Moving Away from the Google Ecosystem
Okay, you’ve heard enough and have decided that it’s time to leave the Googleverse. Not a problem, here is a list of alternatives that I have personal experience with and can recommend in place of Google services:
- DuckDuckGo: A privacy-focused search engine and perhaps Google’s biggest rival.
- Mozilla Firefox: A much more private alternative to Google Chrome. It also has many extensions for added privacy.
- Here WeGo: Google Maps alternative.
- Microsoft Outlook: Great alternative to both Gmail and Google Calendar. It’s important to note that changing emails is perhaps the most difficult and time-consuming task because you’ll to unlink your email address from every service that you use. But at least you don’t have to worry about losing your previous emails because syncing email accounts is pretty easy with Outlook. The Android app is great as well.

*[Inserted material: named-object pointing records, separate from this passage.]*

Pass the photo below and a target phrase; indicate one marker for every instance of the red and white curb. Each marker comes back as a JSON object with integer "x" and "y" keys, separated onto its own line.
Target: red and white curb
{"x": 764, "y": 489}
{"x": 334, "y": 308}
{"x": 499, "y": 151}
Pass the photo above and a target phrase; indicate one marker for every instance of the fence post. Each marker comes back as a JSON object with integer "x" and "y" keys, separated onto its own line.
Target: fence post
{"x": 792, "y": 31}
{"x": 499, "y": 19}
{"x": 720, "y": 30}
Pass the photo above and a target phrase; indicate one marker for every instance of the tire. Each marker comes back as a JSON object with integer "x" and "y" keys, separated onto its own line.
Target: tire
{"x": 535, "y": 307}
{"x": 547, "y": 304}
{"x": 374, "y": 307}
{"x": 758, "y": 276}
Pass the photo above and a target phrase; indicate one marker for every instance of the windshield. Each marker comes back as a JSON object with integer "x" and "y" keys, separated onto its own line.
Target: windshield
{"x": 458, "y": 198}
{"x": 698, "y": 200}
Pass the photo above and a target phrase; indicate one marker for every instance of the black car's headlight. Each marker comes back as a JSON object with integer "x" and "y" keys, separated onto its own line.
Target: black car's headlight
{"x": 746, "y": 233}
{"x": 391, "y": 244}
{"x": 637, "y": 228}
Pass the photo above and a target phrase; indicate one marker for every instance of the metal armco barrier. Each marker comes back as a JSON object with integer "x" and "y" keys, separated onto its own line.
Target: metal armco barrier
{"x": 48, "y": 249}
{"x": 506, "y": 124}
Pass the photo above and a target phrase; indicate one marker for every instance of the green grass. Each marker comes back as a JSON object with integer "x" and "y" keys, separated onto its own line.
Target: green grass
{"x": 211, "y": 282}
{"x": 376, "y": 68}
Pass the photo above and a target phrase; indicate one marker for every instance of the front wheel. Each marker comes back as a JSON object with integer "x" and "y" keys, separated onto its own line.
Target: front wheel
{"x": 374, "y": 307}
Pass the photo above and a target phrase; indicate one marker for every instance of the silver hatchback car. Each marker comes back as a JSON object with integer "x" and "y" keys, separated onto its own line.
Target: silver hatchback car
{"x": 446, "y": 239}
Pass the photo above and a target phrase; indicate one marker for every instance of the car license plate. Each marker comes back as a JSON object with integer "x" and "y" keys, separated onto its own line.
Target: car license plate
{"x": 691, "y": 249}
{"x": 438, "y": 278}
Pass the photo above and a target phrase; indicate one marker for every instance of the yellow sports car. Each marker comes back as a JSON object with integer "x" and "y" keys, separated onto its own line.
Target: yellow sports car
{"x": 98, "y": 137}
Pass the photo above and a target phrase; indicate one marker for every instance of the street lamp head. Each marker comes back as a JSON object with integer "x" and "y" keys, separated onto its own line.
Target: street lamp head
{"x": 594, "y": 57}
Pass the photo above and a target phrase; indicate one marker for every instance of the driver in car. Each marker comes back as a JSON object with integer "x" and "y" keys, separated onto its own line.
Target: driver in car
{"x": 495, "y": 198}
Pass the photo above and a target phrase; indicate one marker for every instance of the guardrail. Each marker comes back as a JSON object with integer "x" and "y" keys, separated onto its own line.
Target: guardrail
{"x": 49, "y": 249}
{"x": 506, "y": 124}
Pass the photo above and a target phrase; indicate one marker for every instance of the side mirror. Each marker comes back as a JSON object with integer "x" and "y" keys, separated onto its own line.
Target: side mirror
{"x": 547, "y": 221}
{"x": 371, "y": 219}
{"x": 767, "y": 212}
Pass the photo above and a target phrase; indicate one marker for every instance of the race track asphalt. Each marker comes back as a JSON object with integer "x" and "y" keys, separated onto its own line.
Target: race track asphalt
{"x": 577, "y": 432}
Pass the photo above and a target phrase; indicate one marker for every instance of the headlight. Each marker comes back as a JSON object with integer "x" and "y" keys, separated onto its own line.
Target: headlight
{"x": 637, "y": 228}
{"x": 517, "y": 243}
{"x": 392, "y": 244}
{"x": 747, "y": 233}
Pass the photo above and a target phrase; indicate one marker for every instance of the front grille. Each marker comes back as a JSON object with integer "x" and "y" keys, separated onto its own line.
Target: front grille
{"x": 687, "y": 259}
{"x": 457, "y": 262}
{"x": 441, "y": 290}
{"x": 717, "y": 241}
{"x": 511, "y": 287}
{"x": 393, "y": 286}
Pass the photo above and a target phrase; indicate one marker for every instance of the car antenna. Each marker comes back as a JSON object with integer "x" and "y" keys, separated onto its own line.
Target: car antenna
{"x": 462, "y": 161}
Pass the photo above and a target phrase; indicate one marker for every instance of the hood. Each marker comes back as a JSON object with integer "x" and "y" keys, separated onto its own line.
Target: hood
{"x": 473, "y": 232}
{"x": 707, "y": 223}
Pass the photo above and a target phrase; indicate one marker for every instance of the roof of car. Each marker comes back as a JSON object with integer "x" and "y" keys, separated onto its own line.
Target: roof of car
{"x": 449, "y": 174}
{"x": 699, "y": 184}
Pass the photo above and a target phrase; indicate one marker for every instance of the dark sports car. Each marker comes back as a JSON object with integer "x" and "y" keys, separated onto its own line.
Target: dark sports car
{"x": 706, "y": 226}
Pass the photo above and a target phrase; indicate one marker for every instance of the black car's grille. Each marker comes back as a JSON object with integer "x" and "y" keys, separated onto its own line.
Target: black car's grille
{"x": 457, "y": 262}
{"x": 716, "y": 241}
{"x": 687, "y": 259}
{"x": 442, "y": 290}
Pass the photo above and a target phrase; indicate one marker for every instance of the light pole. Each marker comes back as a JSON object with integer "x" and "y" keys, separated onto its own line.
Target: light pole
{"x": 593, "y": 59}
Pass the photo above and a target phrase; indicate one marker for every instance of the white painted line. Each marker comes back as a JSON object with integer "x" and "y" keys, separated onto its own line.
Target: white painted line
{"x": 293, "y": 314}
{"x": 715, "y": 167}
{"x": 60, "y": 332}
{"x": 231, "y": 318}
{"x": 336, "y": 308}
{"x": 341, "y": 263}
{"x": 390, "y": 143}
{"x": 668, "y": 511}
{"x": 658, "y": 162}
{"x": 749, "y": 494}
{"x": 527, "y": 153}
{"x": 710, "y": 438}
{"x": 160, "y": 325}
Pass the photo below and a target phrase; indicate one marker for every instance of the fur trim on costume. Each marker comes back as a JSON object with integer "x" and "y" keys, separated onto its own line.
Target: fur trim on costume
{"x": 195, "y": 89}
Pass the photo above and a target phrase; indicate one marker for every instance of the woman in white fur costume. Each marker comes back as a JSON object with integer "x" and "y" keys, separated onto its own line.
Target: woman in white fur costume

- ProtonMail: If you want something that’s even more secure than Outlook then ProtonMail is for you. In fact, I think it’s the most secure email service you can get in 2020.
- Dropbox: Google Drive is super convenient but if you want to move away from the Google Ecosystem that would mean getting rid of Google Drive as well. I can suggest Dropbox for storing and sharing files. However, if you have some technical knowledge, then NextCloud is an even better all-rounder.
Living without Google wouldn’t be easy at all, especially if you’ve been a long-term user but it’s certainly not impossible. It should be even easier if you are coming to Android from iOS.
One last thing, download a backup of everything from Google Takeout before deleting your account and remember that you still might need a Google account for things like your Android phone and YouTube. If you want to get rid of Google completely on your Android phone, you can install LineageOS, an open-source version of Android that doesn’t require a Google account.
Now, I use Google’s products myself and I am typing up this article on Google Docs on Google Chrome and like you, I am debating if it’s time to move away from Google or at least not be as dependent on it as I am right now.
2022 is still 2 years away and hopefully, further government scrutiny and awareness about online privacy in the coming years would help break down this addiction of obsessively hoarding people’s data that companies and advertisers seem to have developed. And with that, this article comes to an end. I would love to hear what your thoughts are on this and if you think the United States needs stricter, nationwide privacy regulations like GDPR.